不動産投資では、いかに安く物件を入手するかが非常に重要なポイントとなります。
物件が安ければ安いほど、自己資金の割合が高まり、ローンの返済比率を抑えられることから、少々の空室や家賃低下にも耐えられるからです。
しかし、不動産には掘り出し物はないと言われる通り、安い物件は立地環境の問題や、建物の老朽化などの問題を抱えている場合がほとんど。
そんな中、立地環境が申し分なく、建物も比較的新しいのに格安な物件が売りに出されていることがあります。

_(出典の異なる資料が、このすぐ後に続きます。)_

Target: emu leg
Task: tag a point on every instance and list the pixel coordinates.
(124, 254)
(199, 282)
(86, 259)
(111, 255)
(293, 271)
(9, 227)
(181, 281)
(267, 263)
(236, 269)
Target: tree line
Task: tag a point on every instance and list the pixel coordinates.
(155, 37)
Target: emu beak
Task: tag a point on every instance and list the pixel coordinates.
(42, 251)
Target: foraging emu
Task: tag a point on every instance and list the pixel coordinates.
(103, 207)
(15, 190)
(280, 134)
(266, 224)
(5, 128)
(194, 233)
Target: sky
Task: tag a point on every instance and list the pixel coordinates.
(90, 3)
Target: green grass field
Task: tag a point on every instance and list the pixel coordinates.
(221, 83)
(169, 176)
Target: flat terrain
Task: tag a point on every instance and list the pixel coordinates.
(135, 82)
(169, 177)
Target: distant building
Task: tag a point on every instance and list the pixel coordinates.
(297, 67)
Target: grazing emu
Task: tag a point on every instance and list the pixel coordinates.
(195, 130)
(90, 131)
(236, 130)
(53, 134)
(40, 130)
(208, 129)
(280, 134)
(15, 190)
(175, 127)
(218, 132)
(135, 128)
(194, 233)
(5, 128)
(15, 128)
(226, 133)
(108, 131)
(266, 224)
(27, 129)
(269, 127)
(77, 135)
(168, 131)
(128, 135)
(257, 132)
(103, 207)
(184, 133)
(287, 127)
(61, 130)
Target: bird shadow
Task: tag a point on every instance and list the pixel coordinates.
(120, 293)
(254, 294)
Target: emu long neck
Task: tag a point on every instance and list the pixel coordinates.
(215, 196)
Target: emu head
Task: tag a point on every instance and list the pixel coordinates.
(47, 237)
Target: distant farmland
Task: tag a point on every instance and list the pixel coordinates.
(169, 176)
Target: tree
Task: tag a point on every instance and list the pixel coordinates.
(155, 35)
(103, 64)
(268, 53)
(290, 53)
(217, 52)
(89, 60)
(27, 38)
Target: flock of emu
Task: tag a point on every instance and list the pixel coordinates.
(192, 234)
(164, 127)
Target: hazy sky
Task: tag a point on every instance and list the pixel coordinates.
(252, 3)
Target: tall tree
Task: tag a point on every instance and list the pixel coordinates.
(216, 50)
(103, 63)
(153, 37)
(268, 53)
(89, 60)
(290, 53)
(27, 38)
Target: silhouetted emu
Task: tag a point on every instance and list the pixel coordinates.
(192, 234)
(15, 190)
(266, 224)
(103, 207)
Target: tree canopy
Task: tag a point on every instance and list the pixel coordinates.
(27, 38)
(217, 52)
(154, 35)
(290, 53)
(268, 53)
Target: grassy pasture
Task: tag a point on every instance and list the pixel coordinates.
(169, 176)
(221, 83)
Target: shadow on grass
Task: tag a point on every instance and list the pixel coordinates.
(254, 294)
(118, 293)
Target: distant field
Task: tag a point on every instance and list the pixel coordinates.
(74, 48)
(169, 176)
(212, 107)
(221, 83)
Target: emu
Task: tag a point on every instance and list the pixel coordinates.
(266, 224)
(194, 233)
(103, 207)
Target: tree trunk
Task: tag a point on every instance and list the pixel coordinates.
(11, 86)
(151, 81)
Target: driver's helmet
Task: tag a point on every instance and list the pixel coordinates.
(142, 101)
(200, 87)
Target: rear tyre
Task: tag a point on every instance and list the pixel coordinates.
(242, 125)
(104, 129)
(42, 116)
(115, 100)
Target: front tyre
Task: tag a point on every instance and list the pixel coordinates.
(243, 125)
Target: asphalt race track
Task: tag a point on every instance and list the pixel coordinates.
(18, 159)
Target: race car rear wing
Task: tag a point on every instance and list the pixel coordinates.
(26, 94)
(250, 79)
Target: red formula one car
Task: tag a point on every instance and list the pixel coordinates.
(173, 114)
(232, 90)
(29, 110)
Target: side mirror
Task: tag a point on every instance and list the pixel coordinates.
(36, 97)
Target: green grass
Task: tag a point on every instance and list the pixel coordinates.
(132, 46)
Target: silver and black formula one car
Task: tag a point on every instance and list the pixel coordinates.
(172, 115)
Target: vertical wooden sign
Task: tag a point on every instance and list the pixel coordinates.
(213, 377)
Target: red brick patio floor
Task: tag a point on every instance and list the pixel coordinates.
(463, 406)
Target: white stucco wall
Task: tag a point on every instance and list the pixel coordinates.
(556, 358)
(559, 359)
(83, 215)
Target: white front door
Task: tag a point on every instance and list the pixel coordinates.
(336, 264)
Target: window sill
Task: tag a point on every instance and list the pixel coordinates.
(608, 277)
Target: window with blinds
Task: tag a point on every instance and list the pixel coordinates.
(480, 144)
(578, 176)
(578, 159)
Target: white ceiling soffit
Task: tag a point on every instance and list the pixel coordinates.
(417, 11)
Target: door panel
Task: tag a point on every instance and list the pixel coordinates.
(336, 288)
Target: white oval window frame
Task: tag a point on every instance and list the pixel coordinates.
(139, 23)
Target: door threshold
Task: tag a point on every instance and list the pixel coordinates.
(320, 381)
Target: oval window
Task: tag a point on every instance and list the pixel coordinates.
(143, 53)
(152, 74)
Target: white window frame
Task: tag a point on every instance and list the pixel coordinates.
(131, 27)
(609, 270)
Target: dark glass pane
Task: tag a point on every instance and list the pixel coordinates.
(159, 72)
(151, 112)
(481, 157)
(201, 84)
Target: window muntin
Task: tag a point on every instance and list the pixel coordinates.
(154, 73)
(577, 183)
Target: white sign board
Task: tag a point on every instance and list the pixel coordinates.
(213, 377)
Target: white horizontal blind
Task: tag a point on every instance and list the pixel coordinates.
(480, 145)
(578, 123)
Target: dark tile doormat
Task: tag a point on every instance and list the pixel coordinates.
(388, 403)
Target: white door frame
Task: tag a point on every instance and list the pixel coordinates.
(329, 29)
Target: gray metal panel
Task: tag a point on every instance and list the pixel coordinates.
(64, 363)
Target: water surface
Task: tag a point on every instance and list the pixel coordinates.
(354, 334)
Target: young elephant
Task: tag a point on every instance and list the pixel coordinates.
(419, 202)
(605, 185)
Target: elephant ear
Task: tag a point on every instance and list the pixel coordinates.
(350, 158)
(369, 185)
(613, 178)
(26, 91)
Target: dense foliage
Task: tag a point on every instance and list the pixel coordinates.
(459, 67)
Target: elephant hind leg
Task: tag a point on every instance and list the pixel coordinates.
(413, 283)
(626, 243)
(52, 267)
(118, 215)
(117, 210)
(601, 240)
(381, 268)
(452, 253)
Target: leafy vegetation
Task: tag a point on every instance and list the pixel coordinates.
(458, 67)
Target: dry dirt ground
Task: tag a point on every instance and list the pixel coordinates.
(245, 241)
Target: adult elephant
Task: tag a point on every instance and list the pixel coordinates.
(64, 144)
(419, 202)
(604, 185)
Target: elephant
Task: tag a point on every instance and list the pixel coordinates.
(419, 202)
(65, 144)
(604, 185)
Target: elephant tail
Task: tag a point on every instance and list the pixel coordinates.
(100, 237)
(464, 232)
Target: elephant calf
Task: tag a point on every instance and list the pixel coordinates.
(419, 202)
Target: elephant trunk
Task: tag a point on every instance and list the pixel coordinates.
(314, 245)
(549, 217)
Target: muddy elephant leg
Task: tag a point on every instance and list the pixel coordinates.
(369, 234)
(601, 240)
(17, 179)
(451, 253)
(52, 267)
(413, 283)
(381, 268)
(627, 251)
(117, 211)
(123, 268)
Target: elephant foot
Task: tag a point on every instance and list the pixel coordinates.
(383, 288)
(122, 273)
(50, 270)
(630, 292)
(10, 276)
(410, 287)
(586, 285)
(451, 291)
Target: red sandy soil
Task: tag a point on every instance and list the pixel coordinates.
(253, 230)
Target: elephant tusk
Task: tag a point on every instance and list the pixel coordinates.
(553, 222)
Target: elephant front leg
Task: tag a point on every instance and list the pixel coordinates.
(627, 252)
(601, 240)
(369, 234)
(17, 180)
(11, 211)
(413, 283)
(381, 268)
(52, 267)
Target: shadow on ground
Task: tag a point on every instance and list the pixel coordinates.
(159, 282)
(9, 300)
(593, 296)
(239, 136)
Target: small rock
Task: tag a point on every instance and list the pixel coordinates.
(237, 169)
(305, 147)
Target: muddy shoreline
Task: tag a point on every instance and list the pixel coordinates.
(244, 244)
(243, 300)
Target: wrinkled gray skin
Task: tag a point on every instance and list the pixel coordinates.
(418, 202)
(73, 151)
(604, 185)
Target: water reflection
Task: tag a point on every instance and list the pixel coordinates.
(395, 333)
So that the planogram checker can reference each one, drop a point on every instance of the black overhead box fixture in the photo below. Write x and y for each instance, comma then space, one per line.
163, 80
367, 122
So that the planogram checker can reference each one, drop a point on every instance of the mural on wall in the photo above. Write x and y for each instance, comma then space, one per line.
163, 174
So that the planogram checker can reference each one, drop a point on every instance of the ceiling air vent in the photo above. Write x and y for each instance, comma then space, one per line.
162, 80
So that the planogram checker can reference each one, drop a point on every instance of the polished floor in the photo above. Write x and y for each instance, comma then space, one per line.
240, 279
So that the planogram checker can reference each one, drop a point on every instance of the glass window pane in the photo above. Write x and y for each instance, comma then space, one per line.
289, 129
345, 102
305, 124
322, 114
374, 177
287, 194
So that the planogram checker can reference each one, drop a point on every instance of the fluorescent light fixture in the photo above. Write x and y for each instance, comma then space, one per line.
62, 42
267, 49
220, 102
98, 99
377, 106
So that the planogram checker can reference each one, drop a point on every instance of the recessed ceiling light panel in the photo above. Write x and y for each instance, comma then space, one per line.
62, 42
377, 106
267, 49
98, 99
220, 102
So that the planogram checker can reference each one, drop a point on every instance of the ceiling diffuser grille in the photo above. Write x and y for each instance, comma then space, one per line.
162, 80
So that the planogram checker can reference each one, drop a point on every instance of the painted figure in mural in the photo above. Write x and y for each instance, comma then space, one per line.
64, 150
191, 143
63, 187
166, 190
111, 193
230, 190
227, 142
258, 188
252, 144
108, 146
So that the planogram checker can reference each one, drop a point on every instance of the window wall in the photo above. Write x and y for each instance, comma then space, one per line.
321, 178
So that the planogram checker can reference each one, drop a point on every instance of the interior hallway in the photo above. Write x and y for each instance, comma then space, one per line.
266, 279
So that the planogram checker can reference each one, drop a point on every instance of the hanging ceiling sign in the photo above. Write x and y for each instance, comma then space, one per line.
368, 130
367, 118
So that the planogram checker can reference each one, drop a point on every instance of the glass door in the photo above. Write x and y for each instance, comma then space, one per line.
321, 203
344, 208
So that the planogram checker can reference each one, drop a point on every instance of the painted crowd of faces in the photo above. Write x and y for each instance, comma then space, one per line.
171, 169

備考欄に「告知事項あり」と明記されているような物件です。
今回は、この「告知事項あり物件」の概要や注意点を掘り下げたいと思います。
今回も、落語風の問答にしてみましたので気軽に読んでください。
ご隠居:アパート投資に明るい、横丁の物知りご隠居
熊さん:大家さん稼業を夢見る少しだけテンネンな大工さん
【ご隠居と熊さんの不動産投資珍問答】
「告知事項あり物件」は福の神か、貧乏神か?
目次
「告知事項あり」とは
“告知事項あり”に該当する物件
ガラッ!
ご、ご隠居!
つつ、遂に、掘り出しもんの物件を見つけたぜ!!
またかい?熊さん。
“不動産に掘り出し物なし”と何度も言っているのに、懲りない人だねぇ…
それがあったんだよ!
見てくれこの物件広告を。
四谷でこの値段だ、相場よりかなり安い!
どれ見せておくれ。
…ふむふむ。
なるほど、確かにこれは破格の安さだ。
だろ?
いや~、遂においらにも運が向いてきたってこった、がっはっは!
だが、熊さん、ここに『告知事項あり』と書いてある。
これが安い理由だろうな。
なんだい、その告知事項ってのは?
呆れたねぇ…。
平たく言えば『訳あり物件』ということだ。
心理的瑕疵の意味
なんでぇ訳ありって。
こちとら江戸っ子でぇ、物事はスパッと言ってくれ!
いいかい、熊さんなら殺人事件が起きた賃貸物件に住みたいと思うかい?
さ、殺人事件!?
ま、まっぴらごめんだ!
お化けなんざ、かかぁの100倍怖い!
そうだろう。
多くの人は、人が死んだ不動産を嫌う。
このような多くの人に嫌われる欠点を『心理的瑕疵』というのじゃ。
心理的菓子?
菓子じゃなく、瑕疵。
心理的な欠点を抱えている物件のことを瑕疵物件というんだ。
多くの人が不安や不快感を覚え、入居をためらう可能性がある事項は、売主が契約書を交わす前にきちんと伝えるよう法律で決められているのじゃ。
なるほど!
うちのかかぁも結婚前にやきもち焼きという欠点を言ってくれていたらなぁ…
やきもち焼きが欠点なんじゃなく、そりゃ熊さんの女癖が悪いからだろう。
いいかい、不動産取引では、例えば次のような取引物件の場合は、事前告知が必要と言われておる。
- 自殺や殺人が起きた
- 火事や事件で死亡者が出た
- 家で病死後、長期間発見されなかった
- 風俗店や暴力団事務所など、住宅以外に使用されていた
- 入居者から逮捕者が出た
要は、購入者や入居者が過去の事実を知った時に“それを知っていたら契約はしなかった”という事態に発展しかねない問題は事前に告知、説明しておくという考え方だな。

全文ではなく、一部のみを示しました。